How to Write Better Law Essays

How to Write Better Law Essays is your indispensable guide to succeeding in written law assessments, helping you to research, write and present assignments with the precision and clarity required to achieve the best grades at degree level.

How to Write Better Law Essays

Many students find the transition between A level and undergraduate study quite daunting. Good marks, even passes, are no longer guaranteed simply by learning and mentioning all the relevant points.

They are now expected to write with greater clarity and precision, to employ sounder grammatical and writing skills, to research and refer to a variety of primary and secondary sources and to be critical and analytical in their work.

Furthermore, as law undergraduates, students are expected to write with an air of legal professionalism, to support their arguments with legal authority and to employ solid referencing and citation skills. In practice, it is these aspects of undergraduate study that pose the greatest test to students, and I have received consistent feedback from lecturers on this: ‘Students find it difficult to write clearly, access appropriate sources, reference properly, dissect and answer the question and take a logical and critical approach to their answers.’ There is also increasing pressure on students to achieve higher marks in their undergraduate assessments — and their overall degree — and the acquisition of the above skills is essential if that is to happen.

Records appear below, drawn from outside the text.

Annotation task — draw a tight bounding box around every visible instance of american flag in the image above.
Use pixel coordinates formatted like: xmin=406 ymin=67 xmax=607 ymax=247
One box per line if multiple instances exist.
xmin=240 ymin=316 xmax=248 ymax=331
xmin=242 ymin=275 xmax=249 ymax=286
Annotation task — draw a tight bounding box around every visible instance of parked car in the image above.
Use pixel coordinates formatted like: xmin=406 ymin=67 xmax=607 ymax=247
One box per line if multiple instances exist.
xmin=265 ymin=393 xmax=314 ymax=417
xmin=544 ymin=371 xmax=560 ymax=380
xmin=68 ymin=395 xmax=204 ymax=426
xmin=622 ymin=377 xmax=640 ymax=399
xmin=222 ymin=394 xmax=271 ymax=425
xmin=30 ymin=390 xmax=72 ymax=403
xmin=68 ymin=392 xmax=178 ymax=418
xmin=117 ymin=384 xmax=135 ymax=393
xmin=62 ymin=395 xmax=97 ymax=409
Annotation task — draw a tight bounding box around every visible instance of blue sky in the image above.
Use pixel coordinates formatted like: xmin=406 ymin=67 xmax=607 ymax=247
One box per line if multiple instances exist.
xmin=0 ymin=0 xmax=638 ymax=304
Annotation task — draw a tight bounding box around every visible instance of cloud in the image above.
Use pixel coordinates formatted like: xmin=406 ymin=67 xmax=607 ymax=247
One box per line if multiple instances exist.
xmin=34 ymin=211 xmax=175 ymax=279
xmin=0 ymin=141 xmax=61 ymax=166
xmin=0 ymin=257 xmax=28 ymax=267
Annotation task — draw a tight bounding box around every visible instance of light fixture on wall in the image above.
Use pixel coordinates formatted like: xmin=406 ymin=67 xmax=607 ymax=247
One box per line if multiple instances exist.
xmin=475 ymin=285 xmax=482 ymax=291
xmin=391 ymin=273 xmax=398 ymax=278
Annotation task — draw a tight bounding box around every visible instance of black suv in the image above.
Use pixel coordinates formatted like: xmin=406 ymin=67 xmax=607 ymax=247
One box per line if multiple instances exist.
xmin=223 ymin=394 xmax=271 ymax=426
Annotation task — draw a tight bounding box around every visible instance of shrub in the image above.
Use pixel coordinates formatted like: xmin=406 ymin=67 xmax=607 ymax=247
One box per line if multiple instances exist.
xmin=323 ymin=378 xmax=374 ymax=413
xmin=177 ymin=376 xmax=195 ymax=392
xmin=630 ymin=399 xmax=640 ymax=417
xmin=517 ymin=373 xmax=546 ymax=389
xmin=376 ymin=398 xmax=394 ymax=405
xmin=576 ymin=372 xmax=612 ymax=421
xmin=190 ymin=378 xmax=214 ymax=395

The main aim of this book is to identify good research and writing skills, particularly in the preparation and submission of assessments in law. Throughout the book, the author identifies the key characteristics of good (and bad) techniques in writing law assessments and prepares students for the submission of their assignments. The text is related to many legal skills and method courses, and students are referred to the skills taught on such modules, such as using a (law) library, reference and citation skills and other general and specific study skills.

In particular, the text offers clear and simple advice to both those students who find the handling of legal materials difficult — and who find the task of preparing and writing law assignments daunting — and those who want to gain extra marks by writing better — perhaps the best — essays.

The text takes the student through the entire process of researching, writing and presenting law assignments, from the early stages of research and planning to the presentation of the work itself.

It provides practical advice to students on how to make the best of lectures, seminars and textbooks during their programme, thus enhancing their chance of success in assessments. It also shows them how to research and plan their assessments; how to write clearly, simply and in an appropriate legal style; how to conduct effective research and employ legal reasoning and critical thinking; how to cite and use legal authorities; how to avoid plagiarism; how to explain and apply legal principles and materials; and how to compile proper and appropriate bibliographies. With respect to plagiarism, the book stresses the benefits of employing proper referencing, and the rewards that students can obtain from good practice in this area.